Priorities, challenges and prospects for civil society involvement in the Europe 2020 strategy beyond 2015

This study was carried out by Andrea Bellagamba following a call for tenders launched by the European Economic and Social Committee. The study includes the analysis of the role played by organised civil society in the policy making process, in the context of the Lisbon strategy and Europe 2020 strategy. More specifically, it focuses on the role played by the EESC through the network set up with the national Economic and social councils, as well as with European civil society organisations. The study presents case studies of four Member States: Belgium, France, Italy and the Netherlands.

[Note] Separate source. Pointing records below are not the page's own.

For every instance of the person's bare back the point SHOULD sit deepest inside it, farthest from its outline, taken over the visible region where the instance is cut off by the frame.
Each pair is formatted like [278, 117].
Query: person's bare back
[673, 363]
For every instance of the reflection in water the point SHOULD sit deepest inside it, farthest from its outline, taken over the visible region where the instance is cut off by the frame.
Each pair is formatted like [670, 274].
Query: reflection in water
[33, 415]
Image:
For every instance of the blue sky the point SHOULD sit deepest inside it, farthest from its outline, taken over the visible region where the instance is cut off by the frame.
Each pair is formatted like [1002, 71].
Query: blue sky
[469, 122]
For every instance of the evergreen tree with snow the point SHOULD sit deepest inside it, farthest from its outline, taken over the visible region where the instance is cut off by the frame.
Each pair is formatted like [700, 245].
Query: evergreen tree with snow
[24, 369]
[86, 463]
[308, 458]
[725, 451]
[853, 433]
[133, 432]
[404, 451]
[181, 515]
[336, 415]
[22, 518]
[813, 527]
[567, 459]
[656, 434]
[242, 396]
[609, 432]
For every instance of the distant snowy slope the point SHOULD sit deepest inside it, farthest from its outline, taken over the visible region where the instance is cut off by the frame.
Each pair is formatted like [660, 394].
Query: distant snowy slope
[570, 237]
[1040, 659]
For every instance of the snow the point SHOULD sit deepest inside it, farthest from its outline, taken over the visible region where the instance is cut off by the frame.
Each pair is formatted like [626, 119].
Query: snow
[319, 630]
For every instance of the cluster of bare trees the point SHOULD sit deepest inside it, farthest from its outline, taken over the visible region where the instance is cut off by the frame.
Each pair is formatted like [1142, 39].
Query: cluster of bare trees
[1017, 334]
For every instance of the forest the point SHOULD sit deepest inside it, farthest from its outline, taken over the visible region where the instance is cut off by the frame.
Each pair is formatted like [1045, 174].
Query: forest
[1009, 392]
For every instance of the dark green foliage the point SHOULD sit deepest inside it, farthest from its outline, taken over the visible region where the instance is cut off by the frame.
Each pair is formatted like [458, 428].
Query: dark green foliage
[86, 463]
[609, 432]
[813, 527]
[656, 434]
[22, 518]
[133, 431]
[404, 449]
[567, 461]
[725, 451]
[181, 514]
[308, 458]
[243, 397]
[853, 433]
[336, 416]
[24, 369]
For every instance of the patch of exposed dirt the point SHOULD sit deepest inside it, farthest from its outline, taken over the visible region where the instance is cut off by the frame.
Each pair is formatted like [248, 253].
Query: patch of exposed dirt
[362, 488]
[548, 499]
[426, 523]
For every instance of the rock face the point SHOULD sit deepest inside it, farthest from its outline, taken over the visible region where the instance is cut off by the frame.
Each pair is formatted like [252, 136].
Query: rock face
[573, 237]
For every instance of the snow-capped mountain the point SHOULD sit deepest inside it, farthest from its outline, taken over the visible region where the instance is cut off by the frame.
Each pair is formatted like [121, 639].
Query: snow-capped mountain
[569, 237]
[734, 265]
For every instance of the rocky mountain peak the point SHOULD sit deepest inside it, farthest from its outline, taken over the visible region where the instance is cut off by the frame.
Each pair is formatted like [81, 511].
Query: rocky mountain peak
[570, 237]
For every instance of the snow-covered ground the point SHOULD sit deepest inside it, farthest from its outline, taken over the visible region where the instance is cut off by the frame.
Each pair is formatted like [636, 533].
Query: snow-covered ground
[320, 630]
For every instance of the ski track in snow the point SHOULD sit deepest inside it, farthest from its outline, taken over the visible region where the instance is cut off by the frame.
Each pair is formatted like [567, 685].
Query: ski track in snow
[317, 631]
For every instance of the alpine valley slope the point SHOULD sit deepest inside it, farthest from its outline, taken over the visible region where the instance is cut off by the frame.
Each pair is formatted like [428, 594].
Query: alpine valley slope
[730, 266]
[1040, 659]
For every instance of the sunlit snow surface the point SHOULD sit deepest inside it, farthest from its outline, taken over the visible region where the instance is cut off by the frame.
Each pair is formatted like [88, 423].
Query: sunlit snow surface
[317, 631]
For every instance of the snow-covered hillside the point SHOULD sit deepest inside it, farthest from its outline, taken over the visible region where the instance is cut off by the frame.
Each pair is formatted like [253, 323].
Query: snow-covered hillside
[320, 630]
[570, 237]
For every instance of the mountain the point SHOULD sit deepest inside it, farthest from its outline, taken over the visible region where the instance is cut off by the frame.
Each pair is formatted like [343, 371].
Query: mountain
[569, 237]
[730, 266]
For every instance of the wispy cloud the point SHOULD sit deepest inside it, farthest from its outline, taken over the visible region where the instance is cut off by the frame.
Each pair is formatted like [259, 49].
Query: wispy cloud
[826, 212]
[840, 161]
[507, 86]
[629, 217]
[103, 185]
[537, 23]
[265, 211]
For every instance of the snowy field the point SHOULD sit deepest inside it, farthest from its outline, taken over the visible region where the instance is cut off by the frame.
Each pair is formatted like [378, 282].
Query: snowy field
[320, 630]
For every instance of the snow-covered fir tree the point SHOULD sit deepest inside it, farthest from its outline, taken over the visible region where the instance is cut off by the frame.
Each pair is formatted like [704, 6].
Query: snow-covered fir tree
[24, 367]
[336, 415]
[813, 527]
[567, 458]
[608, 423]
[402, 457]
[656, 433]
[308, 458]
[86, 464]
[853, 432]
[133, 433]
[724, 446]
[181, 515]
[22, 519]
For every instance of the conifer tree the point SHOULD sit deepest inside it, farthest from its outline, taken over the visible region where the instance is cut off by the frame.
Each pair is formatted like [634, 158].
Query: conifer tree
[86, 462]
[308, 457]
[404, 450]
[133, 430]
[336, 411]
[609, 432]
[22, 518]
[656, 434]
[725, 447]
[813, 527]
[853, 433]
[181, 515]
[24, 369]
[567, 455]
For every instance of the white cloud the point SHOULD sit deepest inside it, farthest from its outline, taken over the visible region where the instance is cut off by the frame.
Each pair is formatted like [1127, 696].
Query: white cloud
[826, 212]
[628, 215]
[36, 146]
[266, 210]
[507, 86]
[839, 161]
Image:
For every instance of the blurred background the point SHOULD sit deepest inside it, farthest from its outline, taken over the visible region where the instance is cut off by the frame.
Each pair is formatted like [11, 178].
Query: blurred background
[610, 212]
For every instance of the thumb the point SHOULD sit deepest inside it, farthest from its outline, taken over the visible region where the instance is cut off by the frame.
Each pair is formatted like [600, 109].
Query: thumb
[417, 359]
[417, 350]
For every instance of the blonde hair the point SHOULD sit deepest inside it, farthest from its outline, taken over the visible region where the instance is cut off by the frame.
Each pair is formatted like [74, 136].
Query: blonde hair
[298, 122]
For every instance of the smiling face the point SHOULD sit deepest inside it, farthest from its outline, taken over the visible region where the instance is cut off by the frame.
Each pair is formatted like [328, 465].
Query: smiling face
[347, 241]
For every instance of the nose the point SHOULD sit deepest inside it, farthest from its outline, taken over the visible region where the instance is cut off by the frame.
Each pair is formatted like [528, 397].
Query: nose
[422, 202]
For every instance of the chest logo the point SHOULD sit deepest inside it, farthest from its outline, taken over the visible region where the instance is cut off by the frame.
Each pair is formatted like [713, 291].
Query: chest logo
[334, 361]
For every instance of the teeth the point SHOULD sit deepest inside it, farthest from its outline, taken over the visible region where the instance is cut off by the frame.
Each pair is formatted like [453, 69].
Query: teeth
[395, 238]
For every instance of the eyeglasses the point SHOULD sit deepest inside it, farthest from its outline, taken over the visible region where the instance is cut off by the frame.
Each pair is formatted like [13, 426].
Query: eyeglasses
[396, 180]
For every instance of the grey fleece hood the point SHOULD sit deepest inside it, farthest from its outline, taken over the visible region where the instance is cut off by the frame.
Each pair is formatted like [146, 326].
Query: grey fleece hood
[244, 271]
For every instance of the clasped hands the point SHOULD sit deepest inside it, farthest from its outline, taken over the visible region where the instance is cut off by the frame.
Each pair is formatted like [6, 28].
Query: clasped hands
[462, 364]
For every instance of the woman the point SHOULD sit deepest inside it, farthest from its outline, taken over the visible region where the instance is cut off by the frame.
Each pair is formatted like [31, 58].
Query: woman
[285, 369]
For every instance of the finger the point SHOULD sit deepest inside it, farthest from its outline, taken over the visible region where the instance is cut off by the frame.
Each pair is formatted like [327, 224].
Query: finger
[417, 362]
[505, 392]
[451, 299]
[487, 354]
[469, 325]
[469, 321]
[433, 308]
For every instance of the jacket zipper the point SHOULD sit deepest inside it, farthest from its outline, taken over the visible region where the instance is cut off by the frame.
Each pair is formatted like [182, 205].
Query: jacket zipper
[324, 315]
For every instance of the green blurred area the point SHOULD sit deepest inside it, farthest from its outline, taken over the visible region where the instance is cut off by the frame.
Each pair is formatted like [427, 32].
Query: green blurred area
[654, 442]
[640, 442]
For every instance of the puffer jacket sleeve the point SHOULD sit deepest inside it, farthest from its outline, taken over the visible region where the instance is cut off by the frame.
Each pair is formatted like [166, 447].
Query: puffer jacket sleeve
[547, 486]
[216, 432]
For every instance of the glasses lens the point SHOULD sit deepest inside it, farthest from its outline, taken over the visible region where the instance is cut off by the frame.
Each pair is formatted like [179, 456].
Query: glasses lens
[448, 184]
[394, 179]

The powerful elements of lifelong learning
The financial crisis has turned out to be an issue for low-skilled and unqualified workers regarding finding a job and an appropriate place in society. Courses for lifelong learning can be a lever for finding a better place in the society, but the question is which elements of the lifelong learning are the most important ones in order to achieve a successful learning environment for the adults. According to Maurice de Greef and her article, the following elements are crucial: flexible learning contents and activities for different adult learners, the use of transfer possibilities in interaction with the direct surroundings, the strength of teacher support and learning environment for adults as an interactive space.